Read-only object containing data the AI passes when rendering the component. Use this to populate dynamic content.

javascript
const { userName, items } = window.chipp.props;
document.getElementById("greeting").textContent =
  "Hello, " + (userName || "there") + "!";

Props Schema

Each component has a props schema that tells the AI what data it can pass. The schema is defined automatically by the Alchemist when it generates the component, or you can view and inspect it in the studio.

FieldTypeDescription
namestringThe prop name (e.g., items, userName)
typestring, number, boolean, array, objectThe expected data type
descriptionstringWhat this prop contains
requiredbooleanWhether the AI must provide this prop

The props schema appears as chips below the editor when a component is selected.

Workspace Sharing

Components can be shared across apps in your workspace or organization. This is useful when you have a common UI pattern (like a product card) that multiple agents need.

Sharing scopes

ScopeVisibility
PrivateOnly the app that owns the component can use it
WorkspaceAll apps in the same workspace can link to this component
OrganizationAll apps in any workspace in the organization can link to this component

Change the sharing scope using the dropdown in the code editor toolbar.

Linked components

When you share a component at the workspace or organization level, other apps can link to it. Linked components appear in the component list with a “Linked” badge and show which app owns them. Linked components are read-only — edits happen on the original.
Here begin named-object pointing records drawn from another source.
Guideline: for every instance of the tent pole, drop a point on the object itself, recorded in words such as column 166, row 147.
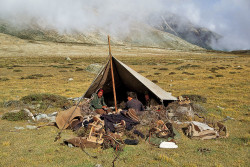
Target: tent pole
column 112, row 74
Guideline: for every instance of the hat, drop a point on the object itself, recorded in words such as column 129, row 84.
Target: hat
column 132, row 94
column 132, row 114
column 100, row 90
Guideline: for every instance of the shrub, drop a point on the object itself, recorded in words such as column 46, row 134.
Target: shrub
column 79, row 69
column 4, row 79
column 163, row 68
column 44, row 98
column 196, row 98
column 219, row 75
column 17, row 70
column 16, row 116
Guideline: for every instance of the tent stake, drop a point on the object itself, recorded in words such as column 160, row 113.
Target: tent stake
column 112, row 74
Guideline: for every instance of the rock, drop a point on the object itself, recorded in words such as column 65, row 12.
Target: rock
column 19, row 128
column 14, row 111
column 68, row 58
column 45, row 117
column 185, row 110
column 98, row 165
column 29, row 114
column 221, row 107
column 94, row 68
column 168, row 145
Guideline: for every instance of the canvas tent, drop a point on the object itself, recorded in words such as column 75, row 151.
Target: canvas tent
column 126, row 79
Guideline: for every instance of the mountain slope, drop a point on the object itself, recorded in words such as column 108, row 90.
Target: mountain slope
column 138, row 35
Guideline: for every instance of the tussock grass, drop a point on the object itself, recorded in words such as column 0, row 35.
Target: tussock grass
column 16, row 116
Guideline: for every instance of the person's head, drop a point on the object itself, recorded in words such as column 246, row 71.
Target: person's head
column 131, row 95
column 100, row 93
column 146, row 97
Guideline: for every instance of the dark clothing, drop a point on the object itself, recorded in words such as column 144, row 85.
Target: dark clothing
column 151, row 103
column 110, row 120
column 96, row 102
column 135, row 104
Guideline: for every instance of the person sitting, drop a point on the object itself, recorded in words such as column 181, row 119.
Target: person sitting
column 134, row 103
column 97, row 103
column 149, row 102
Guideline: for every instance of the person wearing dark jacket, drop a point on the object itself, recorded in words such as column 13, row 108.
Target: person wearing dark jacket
column 134, row 103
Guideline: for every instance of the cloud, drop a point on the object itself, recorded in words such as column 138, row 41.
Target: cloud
column 226, row 17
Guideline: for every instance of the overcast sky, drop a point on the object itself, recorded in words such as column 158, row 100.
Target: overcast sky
column 229, row 18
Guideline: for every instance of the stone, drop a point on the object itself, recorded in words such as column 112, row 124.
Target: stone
column 31, row 127
column 94, row 68
column 19, row 128
column 68, row 58
column 29, row 114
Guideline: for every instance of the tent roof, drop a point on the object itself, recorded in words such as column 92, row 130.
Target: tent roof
column 126, row 79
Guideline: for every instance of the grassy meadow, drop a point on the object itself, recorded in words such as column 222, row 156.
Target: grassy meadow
column 29, row 67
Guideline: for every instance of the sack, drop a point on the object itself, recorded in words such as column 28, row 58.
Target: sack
column 198, row 130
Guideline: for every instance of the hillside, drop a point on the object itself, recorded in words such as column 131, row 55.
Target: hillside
column 183, row 28
column 146, row 37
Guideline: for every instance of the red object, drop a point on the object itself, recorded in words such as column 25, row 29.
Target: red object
column 100, row 91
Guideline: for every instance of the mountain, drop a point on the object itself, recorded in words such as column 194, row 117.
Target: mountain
column 140, row 34
column 184, row 29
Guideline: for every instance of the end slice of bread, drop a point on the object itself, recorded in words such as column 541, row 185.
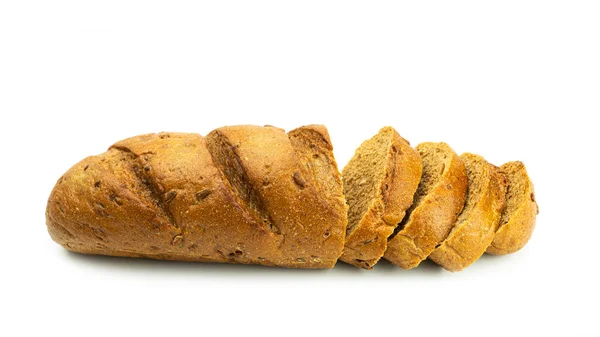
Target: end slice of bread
column 437, row 203
column 379, row 185
column 479, row 220
column 518, row 218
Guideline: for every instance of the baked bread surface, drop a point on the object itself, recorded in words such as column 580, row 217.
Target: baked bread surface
column 518, row 218
column 479, row 220
column 379, row 184
column 243, row 194
column 437, row 203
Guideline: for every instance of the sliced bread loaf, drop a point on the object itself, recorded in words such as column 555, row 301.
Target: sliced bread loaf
column 437, row 203
column 478, row 222
column 379, row 184
column 518, row 218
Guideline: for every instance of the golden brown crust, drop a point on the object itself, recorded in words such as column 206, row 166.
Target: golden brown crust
column 471, row 236
column 366, row 244
column 430, row 222
column 516, row 232
column 162, row 196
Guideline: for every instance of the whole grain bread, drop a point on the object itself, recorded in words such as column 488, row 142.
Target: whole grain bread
column 243, row 194
column 479, row 220
column 437, row 203
column 518, row 218
column 379, row 183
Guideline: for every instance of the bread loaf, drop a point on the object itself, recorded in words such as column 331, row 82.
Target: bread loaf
column 242, row 194
column 258, row 195
column 437, row 203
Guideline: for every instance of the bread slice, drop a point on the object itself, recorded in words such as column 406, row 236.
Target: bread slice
column 379, row 184
column 518, row 218
column 478, row 222
column 437, row 203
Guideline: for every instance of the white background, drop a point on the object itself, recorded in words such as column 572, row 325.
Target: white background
column 511, row 80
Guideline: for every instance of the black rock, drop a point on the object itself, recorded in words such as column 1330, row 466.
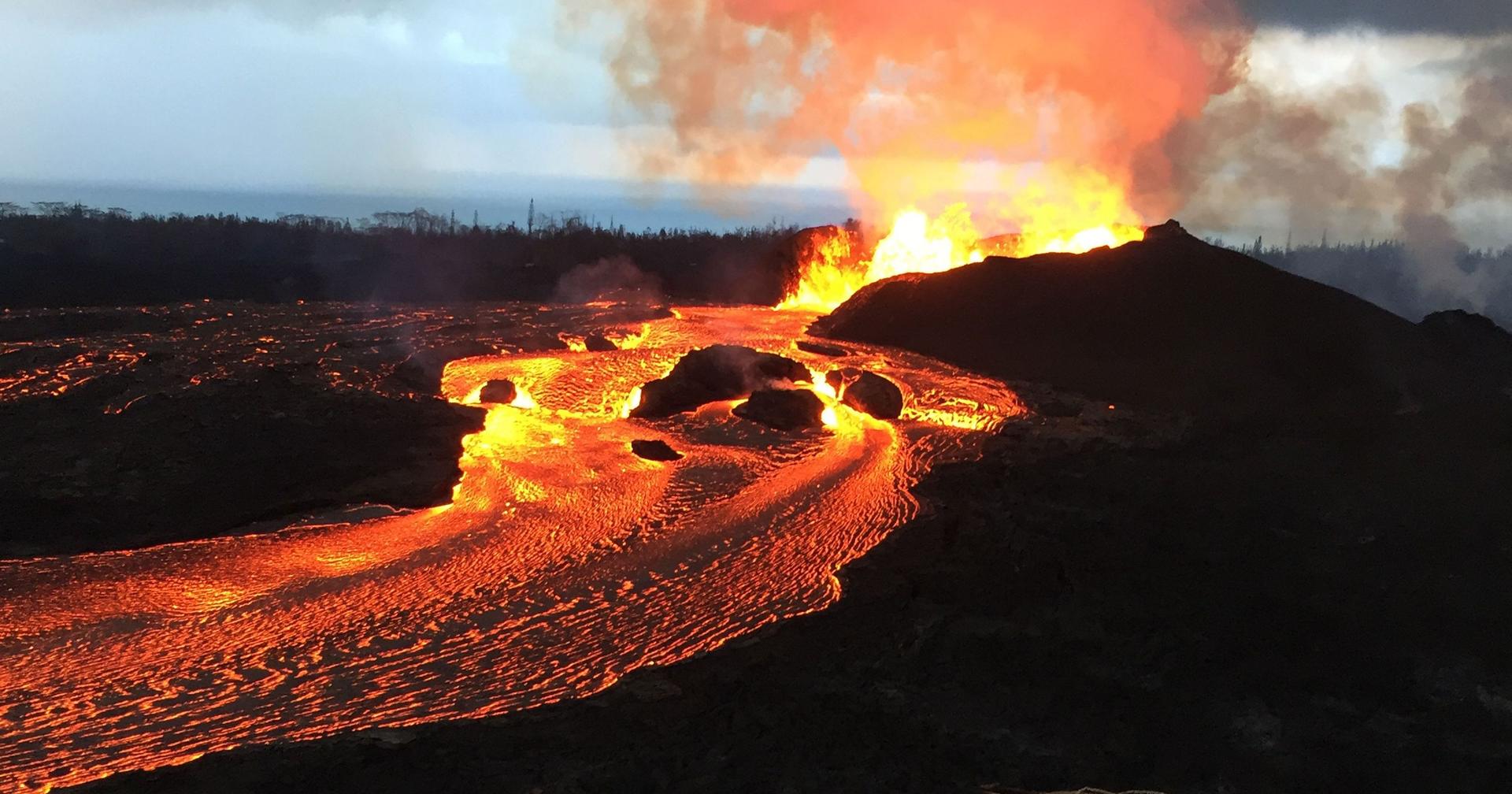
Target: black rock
column 713, row 374
column 599, row 343
column 835, row 351
column 422, row 369
column 784, row 409
column 876, row 395
column 839, row 377
column 499, row 392
column 1473, row 342
column 655, row 450
column 1168, row 324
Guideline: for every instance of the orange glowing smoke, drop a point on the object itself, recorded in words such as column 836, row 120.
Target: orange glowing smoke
column 1015, row 106
column 917, row 244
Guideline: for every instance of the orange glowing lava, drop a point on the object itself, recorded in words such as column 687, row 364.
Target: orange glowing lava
column 561, row 563
column 1043, row 212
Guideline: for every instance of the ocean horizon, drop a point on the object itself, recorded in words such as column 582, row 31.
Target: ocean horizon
column 606, row 203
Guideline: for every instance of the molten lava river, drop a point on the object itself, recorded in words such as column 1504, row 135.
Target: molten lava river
column 563, row 563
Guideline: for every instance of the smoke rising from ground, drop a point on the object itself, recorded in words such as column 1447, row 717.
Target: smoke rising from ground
column 1317, row 156
column 613, row 279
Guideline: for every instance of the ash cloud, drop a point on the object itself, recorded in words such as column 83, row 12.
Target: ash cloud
column 1314, row 154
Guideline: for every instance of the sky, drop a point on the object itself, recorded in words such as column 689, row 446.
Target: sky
column 487, row 95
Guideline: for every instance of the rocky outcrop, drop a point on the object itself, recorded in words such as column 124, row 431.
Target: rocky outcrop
column 498, row 392
column 818, row 348
column 784, row 409
column 1171, row 324
column 599, row 343
column 1473, row 342
column 876, row 395
column 713, row 374
column 213, row 458
column 655, row 450
column 422, row 371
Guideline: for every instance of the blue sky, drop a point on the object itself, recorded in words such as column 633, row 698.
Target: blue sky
column 410, row 97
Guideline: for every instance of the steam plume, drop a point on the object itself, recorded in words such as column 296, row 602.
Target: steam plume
column 917, row 97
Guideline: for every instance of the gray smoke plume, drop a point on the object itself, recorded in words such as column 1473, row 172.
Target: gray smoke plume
column 613, row 279
column 1314, row 156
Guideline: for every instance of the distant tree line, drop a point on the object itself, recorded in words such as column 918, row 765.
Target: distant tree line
column 70, row 254
column 1392, row 276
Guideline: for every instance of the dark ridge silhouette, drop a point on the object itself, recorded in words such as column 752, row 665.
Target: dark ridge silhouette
column 1171, row 322
column 1385, row 274
column 80, row 256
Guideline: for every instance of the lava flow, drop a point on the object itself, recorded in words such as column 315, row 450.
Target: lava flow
column 563, row 563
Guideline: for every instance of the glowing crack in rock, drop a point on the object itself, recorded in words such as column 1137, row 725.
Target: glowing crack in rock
column 563, row 563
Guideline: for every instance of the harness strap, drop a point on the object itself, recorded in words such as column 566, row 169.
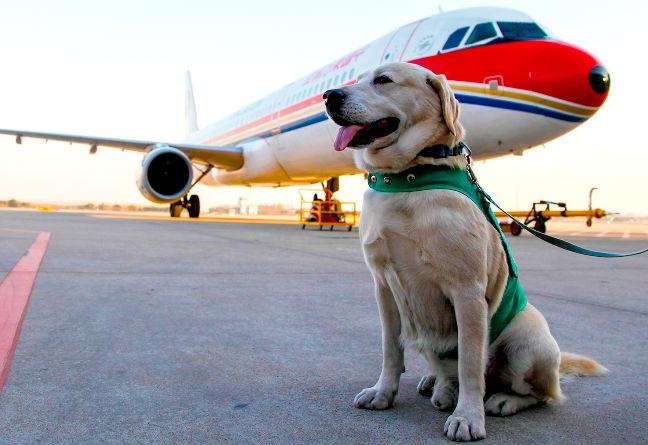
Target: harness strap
column 440, row 151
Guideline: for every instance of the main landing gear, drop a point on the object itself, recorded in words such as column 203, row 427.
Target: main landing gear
column 192, row 204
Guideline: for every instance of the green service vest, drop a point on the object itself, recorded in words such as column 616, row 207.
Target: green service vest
column 430, row 177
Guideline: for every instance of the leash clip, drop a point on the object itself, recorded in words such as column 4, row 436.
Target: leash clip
column 471, row 173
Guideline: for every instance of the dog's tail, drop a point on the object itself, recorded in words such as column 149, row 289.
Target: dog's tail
column 575, row 364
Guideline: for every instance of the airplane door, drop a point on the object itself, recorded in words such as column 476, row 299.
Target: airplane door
column 397, row 43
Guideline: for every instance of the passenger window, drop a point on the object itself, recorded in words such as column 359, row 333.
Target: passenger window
column 455, row 38
column 483, row 31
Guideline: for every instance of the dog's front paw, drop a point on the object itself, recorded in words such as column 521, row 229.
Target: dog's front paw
column 444, row 397
column 463, row 427
column 426, row 385
column 374, row 398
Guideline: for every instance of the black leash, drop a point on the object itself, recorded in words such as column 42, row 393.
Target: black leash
column 561, row 243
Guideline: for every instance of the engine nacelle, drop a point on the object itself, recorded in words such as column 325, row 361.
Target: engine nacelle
column 165, row 175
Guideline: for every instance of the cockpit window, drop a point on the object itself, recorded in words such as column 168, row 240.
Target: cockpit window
column 521, row 31
column 483, row 31
column 455, row 38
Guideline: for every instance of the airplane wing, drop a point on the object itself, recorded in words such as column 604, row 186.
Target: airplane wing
column 226, row 157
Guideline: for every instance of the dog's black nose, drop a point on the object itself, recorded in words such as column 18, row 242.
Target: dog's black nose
column 334, row 97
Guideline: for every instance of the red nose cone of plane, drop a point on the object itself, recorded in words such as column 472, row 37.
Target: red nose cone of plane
column 566, row 72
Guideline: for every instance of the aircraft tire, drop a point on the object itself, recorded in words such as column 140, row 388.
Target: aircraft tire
column 175, row 209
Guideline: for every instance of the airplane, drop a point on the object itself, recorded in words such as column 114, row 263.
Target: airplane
column 519, row 86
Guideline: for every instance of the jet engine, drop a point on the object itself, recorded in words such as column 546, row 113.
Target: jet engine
column 165, row 175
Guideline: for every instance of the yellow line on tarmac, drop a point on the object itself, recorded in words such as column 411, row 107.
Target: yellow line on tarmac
column 203, row 219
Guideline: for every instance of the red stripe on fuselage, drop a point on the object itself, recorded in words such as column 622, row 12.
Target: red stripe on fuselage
column 548, row 67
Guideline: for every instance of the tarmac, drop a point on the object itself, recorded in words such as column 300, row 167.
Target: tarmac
column 156, row 331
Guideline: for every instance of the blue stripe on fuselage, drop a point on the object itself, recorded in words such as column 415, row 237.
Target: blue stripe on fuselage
column 463, row 98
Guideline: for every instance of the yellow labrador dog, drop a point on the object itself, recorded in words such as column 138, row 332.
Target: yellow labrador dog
column 439, row 266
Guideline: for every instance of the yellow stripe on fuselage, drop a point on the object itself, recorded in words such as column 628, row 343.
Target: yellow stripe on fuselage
column 580, row 110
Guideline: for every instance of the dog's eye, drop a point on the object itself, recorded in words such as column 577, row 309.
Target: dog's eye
column 382, row 79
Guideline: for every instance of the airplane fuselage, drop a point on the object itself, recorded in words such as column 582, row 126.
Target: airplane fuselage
column 518, row 86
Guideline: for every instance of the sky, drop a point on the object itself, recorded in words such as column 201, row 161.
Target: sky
column 116, row 69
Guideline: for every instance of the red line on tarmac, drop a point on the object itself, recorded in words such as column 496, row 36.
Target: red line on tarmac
column 15, row 291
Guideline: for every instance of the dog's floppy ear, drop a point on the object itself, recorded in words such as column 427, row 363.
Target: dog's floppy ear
column 449, row 105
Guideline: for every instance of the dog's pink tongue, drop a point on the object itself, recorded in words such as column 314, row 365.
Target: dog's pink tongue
column 345, row 135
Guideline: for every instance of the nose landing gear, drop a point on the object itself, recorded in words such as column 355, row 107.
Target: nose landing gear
column 192, row 204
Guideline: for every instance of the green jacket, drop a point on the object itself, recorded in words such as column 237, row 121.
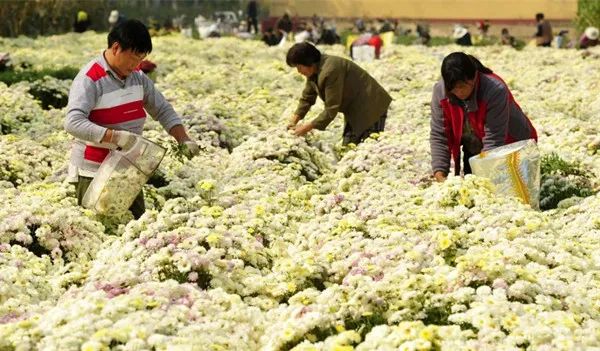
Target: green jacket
column 346, row 88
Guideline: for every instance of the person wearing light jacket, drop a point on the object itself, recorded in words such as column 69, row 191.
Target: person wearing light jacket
column 107, row 107
column 344, row 87
column 471, row 107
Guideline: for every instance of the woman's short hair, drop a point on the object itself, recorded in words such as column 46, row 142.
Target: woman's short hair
column 460, row 67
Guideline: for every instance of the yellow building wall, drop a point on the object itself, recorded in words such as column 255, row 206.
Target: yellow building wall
column 427, row 9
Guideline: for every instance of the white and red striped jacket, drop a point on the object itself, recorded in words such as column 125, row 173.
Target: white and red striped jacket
column 98, row 100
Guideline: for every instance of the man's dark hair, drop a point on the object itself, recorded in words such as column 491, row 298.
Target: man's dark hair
column 460, row 67
column 303, row 54
column 131, row 35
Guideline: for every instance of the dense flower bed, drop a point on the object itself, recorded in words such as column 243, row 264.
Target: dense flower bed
column 269, row 241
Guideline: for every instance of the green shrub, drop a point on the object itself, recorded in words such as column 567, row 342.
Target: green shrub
column 11, row 77
column 588, row 14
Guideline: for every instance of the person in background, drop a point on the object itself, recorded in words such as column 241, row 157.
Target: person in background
column 115, row 18
column 562, row 40
column 506, row 38
column 82, row 22
column 386, row 26
column 360, row 26
column 284, row 24
column 370, row 38
column 543, row 35
column 272, row 38
column 483, row 27
column 589, row 38
column 471, row 107
column 329, row 36
column 306, row 34
column 5, row 62
column 423, row 34
column 252, row 11
column 107, row 107
column 344, row 87
column 462, row 36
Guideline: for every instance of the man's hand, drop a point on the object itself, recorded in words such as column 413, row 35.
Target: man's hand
column 190, row 148
column 293, row 121
column 303, row 129
column 123, row 139
column 439, row 176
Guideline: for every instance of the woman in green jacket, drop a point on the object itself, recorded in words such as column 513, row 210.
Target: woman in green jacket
column 344, row 87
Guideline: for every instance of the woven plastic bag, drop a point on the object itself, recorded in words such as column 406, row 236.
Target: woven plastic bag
column 514, row 169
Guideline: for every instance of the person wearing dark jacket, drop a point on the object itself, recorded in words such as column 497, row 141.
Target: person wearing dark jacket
column 471, row 107
column 344, row 87
column 462, row 36
column 543, row 35
column 82, row 22
column 285, row 23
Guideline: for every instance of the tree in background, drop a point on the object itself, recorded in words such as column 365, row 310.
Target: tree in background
column 47, row 17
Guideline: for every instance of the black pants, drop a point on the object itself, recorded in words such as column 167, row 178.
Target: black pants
column 351, row 137
column 137, row 208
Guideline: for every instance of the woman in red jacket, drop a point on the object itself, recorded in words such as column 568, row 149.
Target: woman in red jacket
column 473, row 108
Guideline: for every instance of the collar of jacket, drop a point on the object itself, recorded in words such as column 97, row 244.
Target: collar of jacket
column 471, row 102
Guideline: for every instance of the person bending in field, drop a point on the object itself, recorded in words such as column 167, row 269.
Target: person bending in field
column 107, row 107
column 471, row 107
column 344, row 87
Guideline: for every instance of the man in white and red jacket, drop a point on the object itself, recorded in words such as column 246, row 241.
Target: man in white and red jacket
column 107, row 106
column 473, row 108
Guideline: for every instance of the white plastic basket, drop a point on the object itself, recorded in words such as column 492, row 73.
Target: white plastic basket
column 121, row 177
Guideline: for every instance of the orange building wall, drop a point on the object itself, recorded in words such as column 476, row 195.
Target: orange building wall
column 427, row 9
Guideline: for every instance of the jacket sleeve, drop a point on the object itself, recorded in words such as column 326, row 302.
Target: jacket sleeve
column 496, row 119
column 82, row 99
column 157, row 106
column 440, row 153
column 308, row 98
column 334, row 89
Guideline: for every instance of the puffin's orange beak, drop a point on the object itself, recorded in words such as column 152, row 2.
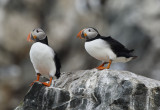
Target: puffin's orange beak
column 29, row 37
column 79, row 35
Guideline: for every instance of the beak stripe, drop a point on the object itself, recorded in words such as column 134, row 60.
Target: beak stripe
column 79, row 34
column 34, row 37
column 29, row 37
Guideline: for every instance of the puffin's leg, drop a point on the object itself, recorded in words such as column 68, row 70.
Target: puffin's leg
column 101, row 66
column 109, row 64
column 38, row 76
column 48, row 84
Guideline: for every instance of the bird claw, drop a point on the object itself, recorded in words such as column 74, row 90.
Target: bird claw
column 46, row 84
column 33, row 83
column 100, row 68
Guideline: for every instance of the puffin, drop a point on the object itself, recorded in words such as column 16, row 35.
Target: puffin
column 105, row 49
column 44, row 59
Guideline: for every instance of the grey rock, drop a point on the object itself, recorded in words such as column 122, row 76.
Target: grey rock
column 95, row 90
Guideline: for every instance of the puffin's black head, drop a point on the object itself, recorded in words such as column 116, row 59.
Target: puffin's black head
column 36, row 35
column 88, row 33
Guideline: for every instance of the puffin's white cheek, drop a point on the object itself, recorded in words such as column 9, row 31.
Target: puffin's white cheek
column 92, row 35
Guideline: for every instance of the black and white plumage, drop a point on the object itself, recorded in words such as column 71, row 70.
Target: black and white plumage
column 43, row 57
column 105, row 49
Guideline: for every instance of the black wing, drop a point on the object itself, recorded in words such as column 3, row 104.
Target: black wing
column 58, row 66
column 117, row 47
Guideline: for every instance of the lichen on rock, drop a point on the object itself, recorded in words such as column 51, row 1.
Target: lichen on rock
column 95, row 90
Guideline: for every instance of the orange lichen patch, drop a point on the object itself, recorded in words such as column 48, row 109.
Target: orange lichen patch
column 29, row 37
column 38, row 77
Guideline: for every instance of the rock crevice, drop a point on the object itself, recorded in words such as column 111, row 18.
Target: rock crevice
column 95, row 90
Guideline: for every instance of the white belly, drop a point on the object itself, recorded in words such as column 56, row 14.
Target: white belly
column 42, row 57
column 100, row 50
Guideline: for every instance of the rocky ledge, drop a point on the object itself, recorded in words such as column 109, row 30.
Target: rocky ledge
column 95, row 90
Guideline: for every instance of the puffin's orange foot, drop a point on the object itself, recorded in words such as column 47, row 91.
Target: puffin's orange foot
column 101, row 68
column 33, row 83
column 46, row 84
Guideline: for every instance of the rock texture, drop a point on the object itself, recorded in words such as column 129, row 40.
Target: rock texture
column 95, row 90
To unlink a component from your app, select it and click Unlink. This removes it from your app but does not delete the original.

ℹ️

The sharing badge shows how many apps have linked to a shared component (e.g., “Workspace - 3 apps”). This helps you understand the impact before changing or deleting a shared component.

Component Examples

Here are common component patterns builders create:

ComponentUse CaseKey Props
Product cardE-commerce agents showing itemsimage, name, price, rating
Booking formScheduling assistantsavailableDates, timeSlots
Search resultsKnowledge base or catalog searchitems, query, totalCount
Pricing tableSubscription or plan comparisonplans, features, ctaText
Data dashboardAnalytics or reporting agentsmetrics, chartData
Contact formLead capture during conversationsfields, submitLabel

Tips for Better Components

  1. Keep it focused: One component should do one thing well. A product card, not a product-card-with-cart-with-checkout.
  2. Use the Bridge API for interactivity: Forms should call submitForm() so the AI can process the data instead of silently posting elsewhere.
  3. Design for the chat context: Components render inside message bubbles. Keep widths flexible and avoid fixed pixel widths larger than 400px.
  4. Include fallback text: If window.chipp.props is empty, show placeholder content so the preview remains useful during development.
  5. Share common patterns: If two apps need the same card layout, create it once and share at the workspace level rather than duplicating code.